Брюс Огилви, из адвокатской конторы «Огилви, Споффорд, Крофорд и Коэн», диктовал чрезвычайно запутанный отчет для антимонопольного комитета Министерства юстиции, когда раздался звонок по очень секретной линии – телефон, подключенный к ней, звонил только у него на столе. Он поднял трубку, нажал зеленую клавишу и быстро сказал: «Подождите». Потом посмотрел на свою секретаршу.
– Вы не оставите меня на пару минут?
– Конечно, сэр. – Секретарша поднялась со стула, пересекла элегантный просторный кабинет и исчезла за дверью.
– Да, в чем дело? – спросил Огилви, вновь берясь за телефон.
– Автоответчик не работает, – сказал голос на другом конце защищенной линии.
– Что случилось?
– Не знаю. Там постоянно «занято».
– Там стоит самое лучшее оборудование. Наверное, кто-то позвонил прямо перед тобой.
– Я пытался прозвониться последние два часа. Тут что-то не так. Даже лучшие машины могут сломаться.
– Хорошо, пошли кого-нибудь там все проверить. Кого-нибудь из ниггеров.
– Естественно. Никакой белый туда не пойдет.
Глава 25
Было немного за полночь, когда Борн вышел из поезда метро в Аржентоле. Он разделил свой день на части, отведя несколько часов на необходимые приготовления, а остальное время посвятил поискам Мари, перемещаясь из одного места в другое, заглядывая в каждое кафе, каждый магазин, каждый маленький и большой отель, который мог по его воспоминаниям быть частью их кошмарного бегства тринадцать лет назад.

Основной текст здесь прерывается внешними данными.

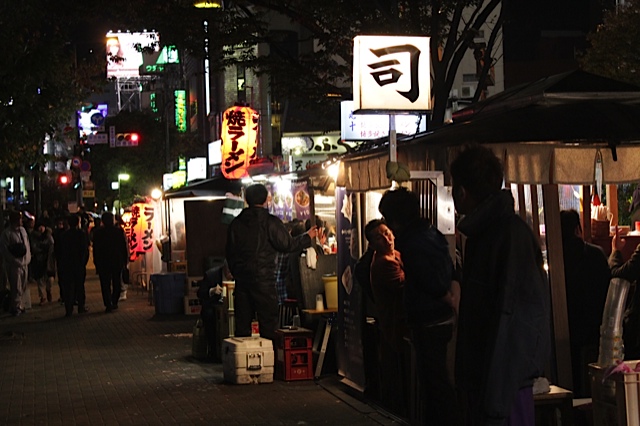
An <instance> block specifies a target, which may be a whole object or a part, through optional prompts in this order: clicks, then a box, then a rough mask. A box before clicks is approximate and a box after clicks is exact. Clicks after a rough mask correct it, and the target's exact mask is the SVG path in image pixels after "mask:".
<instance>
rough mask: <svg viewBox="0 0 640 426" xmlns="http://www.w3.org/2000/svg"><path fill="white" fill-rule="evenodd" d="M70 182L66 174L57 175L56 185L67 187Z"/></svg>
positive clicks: (70, 180) (65, 173)
mask: <svg viewBox="0 0 640 426" xmlns="http://www.w3.org/2000/svg"><path fill="white" fill-rule="evenodd" d="M70 182H71V177H70V176H69V175H68V174H66V173H60V174H59V175H58V184H60V185H61V186H67V185H69V183H70Z"/></svg>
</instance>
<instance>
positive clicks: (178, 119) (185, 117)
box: [174, 90, 187, 133]
mask: <svg viewBox="0 0 640 426" xmlns="http://www.w3.org/2000/svg"><path fill="white" fill-rule="evenodd" d="M174 96H175V106H176V128H177V129H178V131H179V132H181V133H184V132H186V131H187V92H186V91H185V90H176V91H175V92H174Z"/></svg>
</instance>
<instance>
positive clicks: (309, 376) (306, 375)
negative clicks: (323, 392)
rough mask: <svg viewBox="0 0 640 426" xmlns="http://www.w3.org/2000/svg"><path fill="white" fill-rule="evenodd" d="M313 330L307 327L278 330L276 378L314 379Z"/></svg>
mask: <svg viewBox="0 0 640 426" xmlns="http://www.w3.org/2000/svg"><path fill="white" fill-rule="evenodd" d="M312 339H313V332H312V331H311V330H307V329H305V328H295V329H293V328H286V329H279V330H276V338H275V340H274V344H275V349H276V352H277V355H276V366H275V367H276V369H275V373H276V378H277V379H279V380H285V381H292V380H309V379H313V350H312V346H313V340H312Z"/></svg>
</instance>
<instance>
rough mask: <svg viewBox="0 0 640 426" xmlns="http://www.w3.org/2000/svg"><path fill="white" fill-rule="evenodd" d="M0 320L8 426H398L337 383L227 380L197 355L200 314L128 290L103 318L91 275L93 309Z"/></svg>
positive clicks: (378, 411) (213, 367) (30, 289)
mask: <svg viewBox="0 0 640 426" xmlns="http://www.w3.org/2000/svg"><path fill="white" fill-rule="evenodd" d="M29 290H30V292H31V299H32V301H33V302H34V306H33V307H32V309H30V310H27V312H26V313H25V314H24V315H21V316H18V317H13V316H11V315H9V314H7V313H4V312H2V313H1V314H0V424H2V425H65V426H67V425H176V424H177V425H205V424H206V425H354V426H358V425H363V426H364V425H397V424H401V423H398V422H397V421H396V420H394V419H392V418H390V417H389V416H388V415H386V414H385V413H383V412H380V411H377V410H376V409H375V408H374V407H371V406H369V405H367V404H365V403H363V402H361V401H360V400H358V399H356V398H353V397H352V396H350V395H349V394H348V393H347V392H346V391H347V389H346V388H345V387H344V385H342V384H340V383H339V382H338V381H337V377H334V376H330V377H324V378H322V379H320V380H318V381H312V380H308V381H297V382H283V381H274V383H272V384H261V385H231V384H227V383H224V382H223V376H222V365H221V364H214V363H203V362H199V361H196V360H195V359H193V358H192V356H191V348H192V330H193V326H194V324H195V322H196V319H197V317H196V316H187V315H163V316H157V315H155V308H154V307H153V306H151V305H150V304H149V303H148V294H147V293H146V292H138V293H137V294H136V291H135V290H132V289H129V291H128V295H127V296H128V298H127V300H125V301H121V302H120V303H119V307H120V308H119V309H118V310H117V311H115V312H114V313H109V314H107V313H105V312H104V306H103V304H102V299H101V295H100V284H99V281H98V278H97V276H96V275H95V271H94V270H89V271H88V272H87V281H86V291H87V307H88V308H89V312H87V313H85V314H77V313H76V312H74V314H73V316H72V317H70V318H65V317H64V307H63V306H61V305H60V304H59V303H57V302H55V300H57V298H58V288H57V285H56V286H55V287H54V292H53V295H54V302H52V303H48V304H46V305H45V306H42V307H41V306H38V301H39V298H38V296H37V288H36V286H35V284H33V283H31V284H30V285H29Z"/></svg>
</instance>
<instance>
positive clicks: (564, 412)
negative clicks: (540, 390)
mask: <svg viewBox="0 0 640 426" xmlns="http://www.w3.org/2000/svg"><path fill="white" fill-rule="evenodd" d="M549 387H550V388H551V390H550V391H549V392H547V393H541V394H537V395H533V402H534V404H535V408H536V424H541V425H547V424H549V425H556V424H557V422H556V415H555V410H556V409H558V410H560V418H561V419H562V426H572V425H573V392H571V391H570V390H568V389H563V388H561V387H559V386H555V385H551V386H549ZM538 417H541V420H543V419H545V420H546V419H549V420H546V422H538Z"/></svg>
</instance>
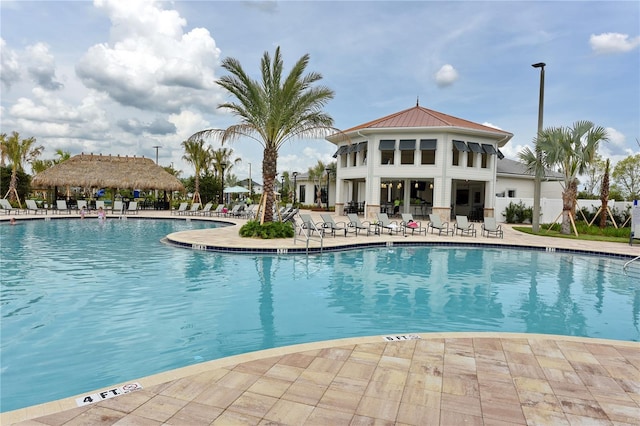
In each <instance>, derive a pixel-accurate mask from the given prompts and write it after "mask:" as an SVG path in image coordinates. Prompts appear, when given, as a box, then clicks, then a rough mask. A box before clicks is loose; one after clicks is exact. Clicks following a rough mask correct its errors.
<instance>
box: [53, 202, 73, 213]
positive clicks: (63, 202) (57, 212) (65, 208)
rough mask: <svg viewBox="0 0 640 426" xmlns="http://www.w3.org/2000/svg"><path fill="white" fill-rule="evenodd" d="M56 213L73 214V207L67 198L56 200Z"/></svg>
mask: <svg viewBox="0 0 640 426" xmlns="http://www.w3.org/2000/svg"><path fill="white" fill-rule="evenodd" d="M55 212H56V214H60V213H62V212H67V214H71V207H69V206H68V205H67V202H66V200H56V210H55Z"/></svg>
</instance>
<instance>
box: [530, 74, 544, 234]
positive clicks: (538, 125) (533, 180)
mask: <svg viewBox="0 0 640 426" xmlns="http://www.w3.org/2000/svg"><path fill="white" fill-rule="evenodd" d="M531 66H532V67H534V68H540V98H539V99H538V133H537V137H536V140H537V139H538V138H539V137H540V134H541V133H542V116H543V114H542V112H543V110H544V67H545V66H546V64H545V63H544V62H538V63H537V64H533V65H531ZM536 145H537V144H536ZM536 158H537V167H536V170H535V172H534V173H535V175H534V180H533V218H531V230H532V231H533V232H534V233H537V232H538V231H539V230H540V193H541V192H542V191H541V185H542V182H541V176H540V175H541V174H542V173H544V168H542V170H539V169H538V168H540V167H543V166H542V164H541V161H542V153H541V152H540V150H539V149H537V147H536Z"/></svg>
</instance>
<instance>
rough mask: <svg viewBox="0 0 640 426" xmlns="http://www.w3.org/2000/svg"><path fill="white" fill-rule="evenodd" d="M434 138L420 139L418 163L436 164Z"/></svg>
mask: <svg viewBox="0 0 640 426" xmlns="http://www.w3.org/2000/svg"><path fill="white" fill-rule="evenodd" d="M437 146H438V141H437V140H436V139H420V157H421V158H420V163H421V164H436V147H437Z"/></svg>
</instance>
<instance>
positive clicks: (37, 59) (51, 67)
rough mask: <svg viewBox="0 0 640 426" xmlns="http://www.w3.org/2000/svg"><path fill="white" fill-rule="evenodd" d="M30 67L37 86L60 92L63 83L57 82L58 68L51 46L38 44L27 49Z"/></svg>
mask: <svg viewBox="0 0 640 426" xmlns="http://www.w3.org/2000/svg"><path fill="white" fill-rule="evenodd" d="M27 54H28V61H29V65H28V67H27V71H28V72H29V76H30V77H31V79H32V80H33V81H35V82H36V84H37V85H38V86H40V87H42V88H44V89H47V90H60V89H62V87H63V85H62V83H60V82H58V81H56V66H55V61H54V59H53V55H52V54H51V53H49V46H47V45H46V44H44V43H36V44H34V45H32V46H28V47H27Z"/></svg>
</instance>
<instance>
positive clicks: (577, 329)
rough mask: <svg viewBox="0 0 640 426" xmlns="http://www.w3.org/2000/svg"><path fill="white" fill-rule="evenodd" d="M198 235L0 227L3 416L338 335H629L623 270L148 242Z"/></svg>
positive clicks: (507, 257) (611, 335)
mask: <svg viewBox="0 0 640 426" xmlns="http://www.w3.org/2000/svg"><path fill="white" fill-rule="evenodd" d="M210 227H212V224H211V223H210V222H197V221H191V222H184V221H177V220H139V219H128V220H108V221H106V222H104V223H100V222H98V221H97V220H95V219H91V220H87V219H85V220H56V221H47V222H45V221H33V222H31V223H25V224H20V225H17V226H4V225H3V226H0V232H1V234H0V236H1V237H2V240H1V247H0V250H1V251H0V255H1V256H0V259H1V266H2V268H1V272H0V278H1V283H2V290H1V294H0V303H1V315H2V318H1V324H0V326H1V330H0V331H1V333H2V334H1V341H0V343H1V345H0V355H1V357H2V359H1V361H2V365H1V371H0V380H1V385H0V386H1V387H0V392H1V404H2V405H1V411H8V410H13V409H17V408H21V407H25V406H29V405H33V404H37V403H41V402H46V401H51V400H55V399H59V398H63V397H68V396H72V395H76V394H81V393H86V392H88V391H91V390H95V389H102V388H105V387H109V386H111V385H113V384H115V383H119V382H123V381H128V380H133V379H136V378H139V377H143V376H147V375H150V374H155V373H158V372H162V371H166V370H170V369H174V368H178V367H183V366H186V365H190V364H194V363H199V362H202V361H207V360H211V359H217V358H221V357H225V356H229V355H235V354H239V353H245V352H250V351H255V350H260V349H267V348H272V347H278V346H285V345H291V344H297V343H304V342H312V341H320V340H327V339H335V338H343V337H353V336H366V335H386V334H398V333H401V334H406V333H418V332H445V331H493V332H525V333H550V334H562V335H572V336H587V337H597V338H608V339H619V340H628V341H639V340H640V331H639V330H640V326H639V324H640V283H639V282H638V279H637V277H638V276H640V275H639V272H638V271H635V272H634V271H632V272H634V273H635V274H636V275H635V278H634V277H633V276H626V275H624V274H623V272H622V265H623V263H624V262H623V261H622V260H617V259H613V258H598V257H591V256H581V255H573V254H553V253H546V252H540V251H528V250H511V249H505V250H498V249H477V248H434V247H431V248H428V247H415V248H408V247H404V248H380V249H366V250H351V251H344V252H332V253H325V254H321V255H315V256H304V255H295V256H292V255H289V256H275V255H273V256H272V255H231V254H220V253H206V252H199V251H191V250H185V249H179V248H175V247H172V246H167V245H165V244H162V243H161V242H160V239H161V238H162V237H163V236H165V235H167V234H169V233H171V232H176V231H179V230H184V229H195V228H210ZM209 232H215V230H211V231H209Z"/></svg>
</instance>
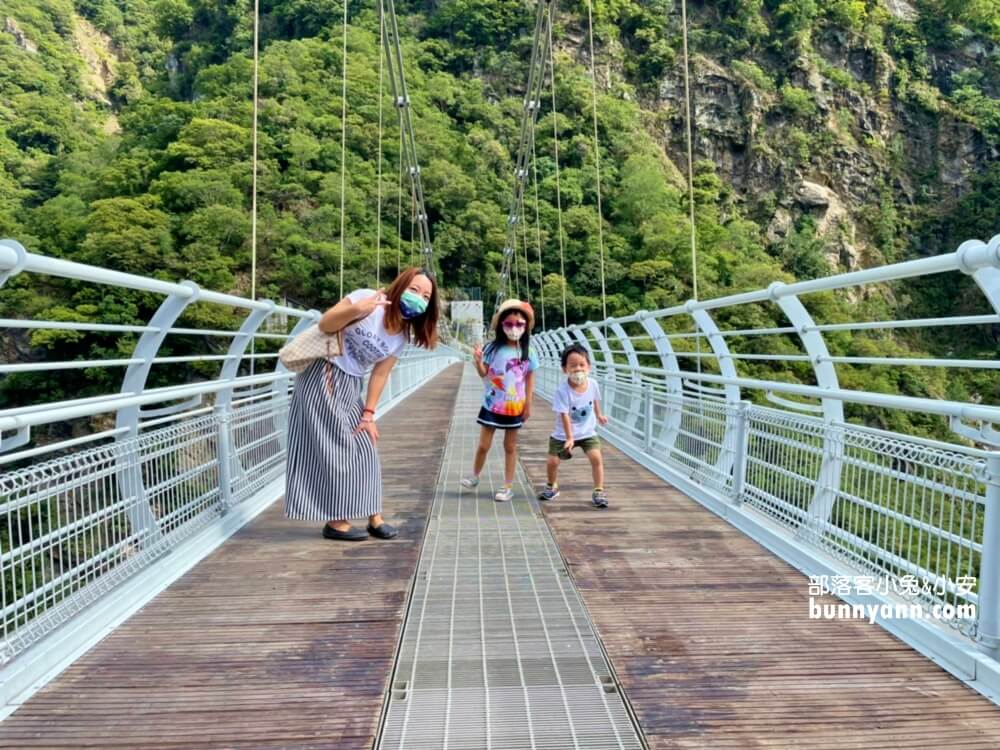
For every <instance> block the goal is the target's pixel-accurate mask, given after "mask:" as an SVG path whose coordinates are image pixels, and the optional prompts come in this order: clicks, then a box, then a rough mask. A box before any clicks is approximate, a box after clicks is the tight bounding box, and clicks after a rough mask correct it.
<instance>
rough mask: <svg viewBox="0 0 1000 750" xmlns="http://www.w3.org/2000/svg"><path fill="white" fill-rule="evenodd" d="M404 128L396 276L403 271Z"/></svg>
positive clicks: (396, 229) (401, 155)
mask: <svg viewBox="0 0 1000 750" xmlns="http://www.w3.org/2000/svg"><path fill="white" fill-rule="evenodd" d="M404 161H405V157H404V156H403V128H402V126H400V128H399V199H398V200H397V202H396V275H399V272H400V271H402V270H403V172H405V171H406V165H405V164H404V163H403V162H404Z"/></svg>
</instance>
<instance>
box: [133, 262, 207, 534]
mask: <svg viewBox="0 0 1000 750" xmlns="http://www.w3.org/2000/svg"><path fill="white" fill-rule="evenodd" d="M181 286H183V287H186V292H185V293H183V294H182V293H176V294H171V295H169V296H168V297H166V299H164V300H163V302H161V303H160V306H159V308H158V309H157V310H156V312H155V313H154V314H153V317H152V318H151V319H150V321H149V327H148V330H146V331H144V332H143V334H142V336H140V337H139V340H138V341H137V342H136V345H135V349H133V350H132V357H133V358H135V359H137V360H141V361H139V362H135V363H133V364H131V365H129V366H128V369H127V370H125V375H124V376H122V387H121V392H122V393H129V394H140V393H142V392H143V391H145V390H146V378H147V377H148V376H149V371H150V369H152V367H153V359H155V357H156V354H157V352H158V351H159V350H160V346H161V345H162V344H163V340H164V339H165V338H166V337H167V334H168V333H169V331H170V328H171V327H172V326H173V325H174V323H175V322H176V321H177V319H178V318H179V317H180V316H181V313H183V312H184V310H185V308H187V306H188V305H190V304H191V303H193V302H196V301H197V300H198V296H199V294H200V293H201V290H200V289H199V287H198V285H197V284H195V283H194V282H193V281H184V282H181ZM139 411H140V410H139V407H138V406H127V407H124V408H122V409H119V410H118V412H117V414H116V415H115V427H118V428H122V427H124V428H126V429H127V432H124V433H122V434H120V435H118V437H117V438H116V441H117V442H119V443H122V442H125V441H127V440H130V439H133V438H137V437H138V436H139ZM117 474H118V477H117V478H118V490H119V492H120V493H121V497H122V499H123V500H126V499H128V498H132V502H131V503H129V506H128V518H129V524H130V525H131V529H132V533H133V534H134V535H136V537H137V538H138V539H139V544H141V545H145V544H148V543H153V542H155V541H157V540H159V539H160V537H161V533H160V525H159V522H158V520H157V518H156V515H155V514H154V513H153V509H152V508H151V507H150V505H149V500H148V498H147V497H146V483H145V481H144V480H143V476H142V459H141V457H140V456H139V455H138V453H137V452H135V451H133V450H131V449H129V450H127V452H126V453H125V454H124V455H121V456H119V459H118V469H117Z"/></svg>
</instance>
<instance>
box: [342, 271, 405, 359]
mask: <svg viewBox="0 0 1000 750" xmlns="http://www.w3.org/2000/svg"><path fill="white" fill-rule="evenodd" d="M373 294H375V290H374V289H357V290H355V291H353V292H351V293H350V294H348V295H347V297H348V299H350V300H351V302H359V301H361V300H363V299H365V298H366V297H371V296H372V295H373ZM404 346H406V336H405V335H404V334H403V333H402V332H400V333H389V332H388V331H387V330H385V308H384V307H381V306H379V307H376V308H375V311H374V312H373V313H372V314H371V315H369V316H368V317H367V318H362V319H361V320H356V321H354V322H353V323H351V324H350V325H348V326H347V327H346V328H344V353H343V354H341V355H340V356H338V357H334V358H333V363H334V364H335V365H337V367H339V368H340V369H341V370H343V371H344V372H346V373H347V374H348V375H354V376H356V377H359V378H362V377H364V376H365V375H367V374H368V373H369V371H370V370H371V369H372V367H374V366H375V363H376V362H381V361H382V360H383V359H385V358H387V357H395V356H396V355H398V354H399V353H400V352H401V351H402V350H403V347H404Z"/></svg>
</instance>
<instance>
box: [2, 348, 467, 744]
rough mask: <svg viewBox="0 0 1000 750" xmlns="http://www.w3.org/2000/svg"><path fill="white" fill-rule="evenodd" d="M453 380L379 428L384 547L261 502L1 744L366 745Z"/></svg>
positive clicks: (75, 670)
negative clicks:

Не раз у него перехватывало дыхание, когда на улице или в противоположном конце кафе он видел знакомый женский затылок, быстрый поворот головы или копну темно-рыжих волос, которые в неясном свете кафе могли принадлежать его жене. Но каждый раз оказывалось, что это не Мари. Это было самое тяжелое время дня; остальные часы были наполнены усталостью и ощущением собственной вины.